Get to know Monster Fish Keepers Philippines.

 

Evolution isn’t just for animals; it is also a natural development when hobbyists come together and realize that the purpose for which they gather is bigger than just themselves. Such was the case with the former Stingray Club of the Philippines, which started in June 2014 and was registered at the Securities and Exchange Commission as “The Stingray Club of the Philippines” (SCP) with the purpose of promoting—and together, learning—about the stingray, that magnificent fish of the Amazon which was beginning to be increasingly kept in aquariums.

As the club also aspired to create camaraderie and connections among hobbyists, it quickly became popular for its various events and gatherings.

It also attracted the attention of the international fish keeping community, which is why, on October 1, 2015, the SCP was incorporated by the Monster Fish Aquaria Network and recognized as the Monster Fish Keepers Philippine affiliate. Monster Fish Keepers Philippines (MFK for short) is the first and only local fish club acknowledged by the prestigious International Fish Club.

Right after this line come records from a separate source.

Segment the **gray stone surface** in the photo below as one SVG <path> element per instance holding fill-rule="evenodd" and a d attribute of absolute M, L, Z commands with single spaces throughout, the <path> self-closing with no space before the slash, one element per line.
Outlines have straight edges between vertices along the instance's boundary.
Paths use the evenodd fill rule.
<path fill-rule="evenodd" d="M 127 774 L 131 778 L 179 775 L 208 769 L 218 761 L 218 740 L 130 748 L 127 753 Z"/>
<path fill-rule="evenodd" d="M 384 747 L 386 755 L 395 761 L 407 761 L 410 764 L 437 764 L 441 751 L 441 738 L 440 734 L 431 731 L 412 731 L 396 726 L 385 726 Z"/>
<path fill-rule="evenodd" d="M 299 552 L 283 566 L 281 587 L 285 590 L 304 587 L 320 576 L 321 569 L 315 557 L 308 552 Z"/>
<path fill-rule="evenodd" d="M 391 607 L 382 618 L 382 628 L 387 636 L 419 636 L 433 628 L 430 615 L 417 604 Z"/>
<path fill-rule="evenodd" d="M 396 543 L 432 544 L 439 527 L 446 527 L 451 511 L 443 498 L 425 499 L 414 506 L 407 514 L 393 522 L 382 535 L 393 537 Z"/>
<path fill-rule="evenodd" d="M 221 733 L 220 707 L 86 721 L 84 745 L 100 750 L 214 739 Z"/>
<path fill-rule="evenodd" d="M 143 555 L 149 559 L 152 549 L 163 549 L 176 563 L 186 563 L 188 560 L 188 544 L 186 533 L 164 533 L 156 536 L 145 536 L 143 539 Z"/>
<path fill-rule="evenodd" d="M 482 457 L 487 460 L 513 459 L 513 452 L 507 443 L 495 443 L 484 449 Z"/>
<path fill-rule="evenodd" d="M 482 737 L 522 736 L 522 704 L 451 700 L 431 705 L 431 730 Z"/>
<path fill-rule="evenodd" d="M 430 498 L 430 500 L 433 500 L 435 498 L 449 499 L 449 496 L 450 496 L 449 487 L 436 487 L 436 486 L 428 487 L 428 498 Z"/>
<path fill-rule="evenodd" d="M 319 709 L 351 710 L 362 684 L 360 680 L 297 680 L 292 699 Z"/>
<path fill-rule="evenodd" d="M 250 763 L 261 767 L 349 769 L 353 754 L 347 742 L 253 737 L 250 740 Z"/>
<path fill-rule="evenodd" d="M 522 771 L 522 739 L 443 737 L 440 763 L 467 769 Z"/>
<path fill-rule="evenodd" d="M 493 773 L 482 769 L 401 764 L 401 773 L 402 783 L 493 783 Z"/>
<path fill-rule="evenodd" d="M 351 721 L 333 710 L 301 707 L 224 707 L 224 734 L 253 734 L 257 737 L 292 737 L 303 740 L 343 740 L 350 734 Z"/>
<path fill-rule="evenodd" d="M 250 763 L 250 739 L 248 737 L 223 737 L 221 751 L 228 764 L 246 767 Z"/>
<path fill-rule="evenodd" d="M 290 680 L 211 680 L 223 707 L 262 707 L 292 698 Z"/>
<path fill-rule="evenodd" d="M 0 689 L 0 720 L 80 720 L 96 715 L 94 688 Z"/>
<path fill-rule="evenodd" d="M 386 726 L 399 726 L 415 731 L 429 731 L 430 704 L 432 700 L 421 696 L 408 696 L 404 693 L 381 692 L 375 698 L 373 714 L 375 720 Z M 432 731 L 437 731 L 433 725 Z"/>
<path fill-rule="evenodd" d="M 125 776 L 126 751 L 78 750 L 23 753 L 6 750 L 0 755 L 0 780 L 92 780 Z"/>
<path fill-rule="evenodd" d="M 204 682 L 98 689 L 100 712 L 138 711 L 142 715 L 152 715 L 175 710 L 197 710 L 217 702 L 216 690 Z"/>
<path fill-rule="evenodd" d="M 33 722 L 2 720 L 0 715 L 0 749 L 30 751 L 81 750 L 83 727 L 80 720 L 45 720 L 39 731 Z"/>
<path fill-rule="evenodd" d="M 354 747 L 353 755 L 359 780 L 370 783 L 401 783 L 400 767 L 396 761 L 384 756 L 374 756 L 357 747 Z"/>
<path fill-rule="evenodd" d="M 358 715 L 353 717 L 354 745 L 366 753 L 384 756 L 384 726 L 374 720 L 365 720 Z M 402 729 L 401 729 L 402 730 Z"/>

On the club’s rapid evolution, president Manny Bautista observes that it is not the “cute and elegant” that captivates their members. “Rather, we are fascinated with the ferocious, the savage, and the predatory… we love monsters.”

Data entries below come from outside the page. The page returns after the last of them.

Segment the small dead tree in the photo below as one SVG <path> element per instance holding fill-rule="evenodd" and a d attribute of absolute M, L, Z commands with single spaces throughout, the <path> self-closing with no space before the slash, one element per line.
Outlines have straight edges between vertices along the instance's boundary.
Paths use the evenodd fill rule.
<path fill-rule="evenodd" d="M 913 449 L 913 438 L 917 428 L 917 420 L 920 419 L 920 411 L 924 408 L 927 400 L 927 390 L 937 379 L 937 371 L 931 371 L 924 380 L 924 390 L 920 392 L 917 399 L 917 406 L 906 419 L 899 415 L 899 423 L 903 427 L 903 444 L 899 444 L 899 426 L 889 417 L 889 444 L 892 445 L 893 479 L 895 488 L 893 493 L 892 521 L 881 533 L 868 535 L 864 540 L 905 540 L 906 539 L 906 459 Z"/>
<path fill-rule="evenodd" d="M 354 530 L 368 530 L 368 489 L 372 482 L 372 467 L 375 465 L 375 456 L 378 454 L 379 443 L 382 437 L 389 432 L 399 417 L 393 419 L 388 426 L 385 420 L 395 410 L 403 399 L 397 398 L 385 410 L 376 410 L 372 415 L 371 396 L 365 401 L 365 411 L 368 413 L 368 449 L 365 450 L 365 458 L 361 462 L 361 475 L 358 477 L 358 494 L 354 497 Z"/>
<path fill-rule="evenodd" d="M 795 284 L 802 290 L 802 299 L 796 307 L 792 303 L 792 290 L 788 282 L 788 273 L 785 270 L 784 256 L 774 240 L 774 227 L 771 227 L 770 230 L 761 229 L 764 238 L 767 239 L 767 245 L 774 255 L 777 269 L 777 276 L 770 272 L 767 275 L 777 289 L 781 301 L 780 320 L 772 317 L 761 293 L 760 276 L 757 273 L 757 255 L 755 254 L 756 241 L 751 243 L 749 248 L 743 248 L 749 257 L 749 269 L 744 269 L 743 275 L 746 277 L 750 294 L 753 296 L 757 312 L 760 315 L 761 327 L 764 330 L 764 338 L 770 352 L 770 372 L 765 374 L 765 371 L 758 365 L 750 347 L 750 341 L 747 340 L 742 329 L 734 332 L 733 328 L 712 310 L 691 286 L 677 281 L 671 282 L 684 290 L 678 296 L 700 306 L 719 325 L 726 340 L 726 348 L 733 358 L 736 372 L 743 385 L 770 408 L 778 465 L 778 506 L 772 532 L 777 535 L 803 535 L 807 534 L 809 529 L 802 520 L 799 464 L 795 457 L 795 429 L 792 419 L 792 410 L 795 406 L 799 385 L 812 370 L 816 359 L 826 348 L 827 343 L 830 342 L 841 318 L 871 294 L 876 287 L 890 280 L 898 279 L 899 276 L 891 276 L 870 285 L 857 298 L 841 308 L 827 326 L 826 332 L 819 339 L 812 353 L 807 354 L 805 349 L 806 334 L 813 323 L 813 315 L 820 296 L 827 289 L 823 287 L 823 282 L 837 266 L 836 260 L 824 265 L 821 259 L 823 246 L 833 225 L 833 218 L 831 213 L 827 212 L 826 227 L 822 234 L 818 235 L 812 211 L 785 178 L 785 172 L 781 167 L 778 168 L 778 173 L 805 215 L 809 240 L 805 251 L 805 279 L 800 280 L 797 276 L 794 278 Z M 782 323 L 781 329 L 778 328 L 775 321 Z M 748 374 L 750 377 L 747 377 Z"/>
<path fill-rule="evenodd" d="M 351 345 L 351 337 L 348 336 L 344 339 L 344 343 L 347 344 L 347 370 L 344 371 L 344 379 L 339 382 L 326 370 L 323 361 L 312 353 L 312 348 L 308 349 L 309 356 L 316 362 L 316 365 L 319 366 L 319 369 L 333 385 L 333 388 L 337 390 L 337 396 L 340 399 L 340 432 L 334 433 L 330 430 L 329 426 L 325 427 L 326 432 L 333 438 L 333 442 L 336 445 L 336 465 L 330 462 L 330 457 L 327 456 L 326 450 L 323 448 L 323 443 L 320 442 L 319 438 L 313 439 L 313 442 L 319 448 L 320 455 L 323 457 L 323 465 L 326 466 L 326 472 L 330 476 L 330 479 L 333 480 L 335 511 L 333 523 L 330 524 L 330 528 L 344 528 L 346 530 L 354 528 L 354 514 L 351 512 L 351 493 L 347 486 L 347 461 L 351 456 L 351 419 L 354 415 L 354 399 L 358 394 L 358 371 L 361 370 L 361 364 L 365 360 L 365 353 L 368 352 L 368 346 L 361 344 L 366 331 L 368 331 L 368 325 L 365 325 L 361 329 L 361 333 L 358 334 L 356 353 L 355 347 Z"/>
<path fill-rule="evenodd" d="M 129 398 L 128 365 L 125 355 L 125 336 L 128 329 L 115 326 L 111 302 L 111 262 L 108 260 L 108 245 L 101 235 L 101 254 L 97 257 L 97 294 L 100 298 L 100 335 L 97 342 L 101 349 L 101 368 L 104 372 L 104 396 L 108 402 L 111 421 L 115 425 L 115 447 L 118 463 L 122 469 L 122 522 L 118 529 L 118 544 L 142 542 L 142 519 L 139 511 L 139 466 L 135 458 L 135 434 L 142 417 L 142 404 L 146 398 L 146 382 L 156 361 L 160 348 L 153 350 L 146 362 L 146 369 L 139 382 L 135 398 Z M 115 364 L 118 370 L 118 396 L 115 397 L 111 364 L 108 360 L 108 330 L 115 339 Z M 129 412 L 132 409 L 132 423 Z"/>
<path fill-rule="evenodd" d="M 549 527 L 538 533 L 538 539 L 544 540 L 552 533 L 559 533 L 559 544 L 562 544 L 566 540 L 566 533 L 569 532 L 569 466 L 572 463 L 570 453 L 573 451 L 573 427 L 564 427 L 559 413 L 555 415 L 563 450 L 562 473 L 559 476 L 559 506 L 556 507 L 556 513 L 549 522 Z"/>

Their monsters are the fish that grow big, are venomous, gruesome-looking, are notoriously piscivorous, and in some cases, even have the reputation for attacking and even slaughtering human beings. “Why these kinds of fish? Well, it’s the excitement of knowing how dangerous they are, plus the pride that we take in knowing we call them our ‘pets’,” adds Bautista.

Before one dismisses members of the MFK as mere trophy-hunters, it must be understood that they are learning how to best preserve these fish species. “In keeping these fish, we try to learn as much as we can on how they are properly kept and bred in captivity so that there won’t be any need to the get the ones in the wild [thus helping] preserve the species,” Bautista explains.

They’re not the only ones who learn; MFK holds seminars and fish exhibits, and they publish articles on social media accounts to educate enthusiasts on proper fish keeping. “We promote awareness of [the various] species and encourage the public to go into fish keeping rather than having vices,” says Bautista.

Which is not to say that the MFK is all work and no play. Bautista smiles and says they are all friends in the club. “Yes, that’s one thing that sets us apart from the rest of the fish clubs. It’s the bond between members, the weekly meet-ups, the sports team we put up…and now we even have our outreach programs.”

And they look forward to sharing everything with more members. Bautista says, “I always say that Monster Fish Keepers Philippines is a family that started from the hobby. I know it will go a long way not only because of the deep knowledge [that we share] but also because of the camaraderie. So if you think you share the same enthusiasm that we have as predatory aquarist. Dive in to the hobby, take the plunge, swim with Monster Fish Keepers Philippines and help make a difference to the Philippine Fish Keeping Community.

This appeared in Animal Scene’s February 2016 issue.